HMS St John was a 8-gun schooner of the Royal Navy best known for her involvement in the American Revolution, when she was attacked by colonists in Newport, Rhode Island intent on protecting their involvement in smuggling.
==History==

In 1764, the Parliament of Great Britain passed the Sugar Act, which was negatively received in British North America, in particular the colony of Rhode Island and Providence Plantations, as Rhode Island's primary industry consisting of producing rum from molasses. To enforce the act, several Royal Navy warships were sent to the region, including the 8-gun schooner HMS St John and the 20-gun post ship . On 6 July of that year, St John was lying at anchor off Newport, Rhode Island as part of operations aimed at suppressing smuggling by local merchants.

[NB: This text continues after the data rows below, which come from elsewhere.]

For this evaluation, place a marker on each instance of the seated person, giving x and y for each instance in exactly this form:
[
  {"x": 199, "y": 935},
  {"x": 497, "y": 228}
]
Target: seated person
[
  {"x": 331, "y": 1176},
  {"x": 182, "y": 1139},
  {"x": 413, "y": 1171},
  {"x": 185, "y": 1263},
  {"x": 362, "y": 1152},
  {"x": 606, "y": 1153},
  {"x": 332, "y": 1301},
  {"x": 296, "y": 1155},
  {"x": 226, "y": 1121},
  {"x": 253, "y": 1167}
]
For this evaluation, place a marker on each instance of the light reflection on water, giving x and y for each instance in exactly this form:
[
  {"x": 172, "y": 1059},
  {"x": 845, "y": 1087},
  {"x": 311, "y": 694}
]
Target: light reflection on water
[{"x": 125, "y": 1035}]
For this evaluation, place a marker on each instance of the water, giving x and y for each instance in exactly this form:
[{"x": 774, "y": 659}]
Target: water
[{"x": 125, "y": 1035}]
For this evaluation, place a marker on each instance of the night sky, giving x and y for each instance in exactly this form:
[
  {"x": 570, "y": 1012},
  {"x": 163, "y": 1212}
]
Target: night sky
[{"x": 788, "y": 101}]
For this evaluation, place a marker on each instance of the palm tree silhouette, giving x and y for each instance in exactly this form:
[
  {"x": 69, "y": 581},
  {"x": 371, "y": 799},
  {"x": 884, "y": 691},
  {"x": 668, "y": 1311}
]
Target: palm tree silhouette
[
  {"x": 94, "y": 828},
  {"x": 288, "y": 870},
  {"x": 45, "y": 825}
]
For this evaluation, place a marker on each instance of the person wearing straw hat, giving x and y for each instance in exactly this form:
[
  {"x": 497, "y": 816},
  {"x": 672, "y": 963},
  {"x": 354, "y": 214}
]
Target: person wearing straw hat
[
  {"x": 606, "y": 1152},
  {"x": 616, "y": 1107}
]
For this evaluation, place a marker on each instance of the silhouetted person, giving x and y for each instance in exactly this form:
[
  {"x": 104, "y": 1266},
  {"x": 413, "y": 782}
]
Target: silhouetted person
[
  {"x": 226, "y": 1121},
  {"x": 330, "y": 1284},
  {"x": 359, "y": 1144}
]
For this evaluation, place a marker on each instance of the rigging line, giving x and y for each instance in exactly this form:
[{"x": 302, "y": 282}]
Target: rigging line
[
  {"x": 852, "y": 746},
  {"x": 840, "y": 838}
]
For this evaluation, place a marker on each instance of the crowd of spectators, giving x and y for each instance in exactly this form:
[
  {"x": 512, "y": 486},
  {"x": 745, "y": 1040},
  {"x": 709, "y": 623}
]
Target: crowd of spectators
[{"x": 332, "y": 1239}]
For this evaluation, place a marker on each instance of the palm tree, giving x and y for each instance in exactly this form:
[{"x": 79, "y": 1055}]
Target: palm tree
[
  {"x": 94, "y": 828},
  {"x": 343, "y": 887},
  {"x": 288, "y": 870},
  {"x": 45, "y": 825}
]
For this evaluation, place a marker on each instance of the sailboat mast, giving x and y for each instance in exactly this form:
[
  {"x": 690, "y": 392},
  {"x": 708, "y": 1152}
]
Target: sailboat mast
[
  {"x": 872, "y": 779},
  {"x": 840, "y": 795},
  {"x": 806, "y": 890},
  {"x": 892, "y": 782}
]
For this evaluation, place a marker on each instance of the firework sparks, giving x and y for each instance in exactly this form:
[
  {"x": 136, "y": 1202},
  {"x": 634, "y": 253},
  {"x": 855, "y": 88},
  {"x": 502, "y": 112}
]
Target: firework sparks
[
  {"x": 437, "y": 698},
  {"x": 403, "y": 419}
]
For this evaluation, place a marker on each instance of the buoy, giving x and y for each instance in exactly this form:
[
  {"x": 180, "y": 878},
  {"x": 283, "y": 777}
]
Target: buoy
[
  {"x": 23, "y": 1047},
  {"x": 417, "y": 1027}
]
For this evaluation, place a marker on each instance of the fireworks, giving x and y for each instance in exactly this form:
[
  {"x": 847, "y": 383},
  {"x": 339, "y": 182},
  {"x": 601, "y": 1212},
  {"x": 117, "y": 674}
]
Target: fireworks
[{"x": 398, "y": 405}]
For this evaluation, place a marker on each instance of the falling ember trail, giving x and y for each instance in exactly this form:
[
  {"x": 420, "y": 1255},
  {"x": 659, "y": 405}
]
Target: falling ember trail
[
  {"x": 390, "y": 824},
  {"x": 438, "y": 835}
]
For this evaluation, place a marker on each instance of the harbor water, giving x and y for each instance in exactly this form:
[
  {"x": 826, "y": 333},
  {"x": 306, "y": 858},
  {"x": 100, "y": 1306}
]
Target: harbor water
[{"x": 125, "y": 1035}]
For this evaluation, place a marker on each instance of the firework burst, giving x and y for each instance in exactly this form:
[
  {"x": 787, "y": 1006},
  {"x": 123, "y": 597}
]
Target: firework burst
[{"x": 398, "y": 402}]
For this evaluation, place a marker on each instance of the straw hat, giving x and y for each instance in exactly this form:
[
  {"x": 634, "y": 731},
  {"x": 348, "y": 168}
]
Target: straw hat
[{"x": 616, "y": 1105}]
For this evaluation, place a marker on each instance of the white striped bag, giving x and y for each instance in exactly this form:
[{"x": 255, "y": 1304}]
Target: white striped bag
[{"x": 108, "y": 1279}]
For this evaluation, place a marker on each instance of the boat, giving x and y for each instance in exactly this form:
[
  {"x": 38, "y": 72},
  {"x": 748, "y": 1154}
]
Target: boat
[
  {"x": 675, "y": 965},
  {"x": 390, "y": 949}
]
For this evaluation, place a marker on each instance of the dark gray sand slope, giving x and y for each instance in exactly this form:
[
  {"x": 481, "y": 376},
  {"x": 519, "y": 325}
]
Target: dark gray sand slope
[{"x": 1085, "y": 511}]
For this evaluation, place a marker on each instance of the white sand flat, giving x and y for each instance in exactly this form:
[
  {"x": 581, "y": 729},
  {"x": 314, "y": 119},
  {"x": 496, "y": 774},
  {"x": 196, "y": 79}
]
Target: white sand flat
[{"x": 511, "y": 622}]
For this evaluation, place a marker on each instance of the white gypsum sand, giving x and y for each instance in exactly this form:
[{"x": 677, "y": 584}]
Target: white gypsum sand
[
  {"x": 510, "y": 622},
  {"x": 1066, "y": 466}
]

In response, on the orders of Governor Stephen Hopkins and members of the Rhode Island General Assembly, a group of local residents took over Fort George on Goat Island and fired at St John. Thirteen shots from the fort's 18-pounder long guns were fired at her, though she managed to escape with minor damage; this marked one of the first violent confrontations of the American Revolution. Those involved at firing at St John left Fort George before Squirrel arrived on the scene. St John was subsequently involved in moving stocks of gunpowder away from Nassau, Bahamas on 4 March 1776 during the raid of Nassau by the Continental Marines.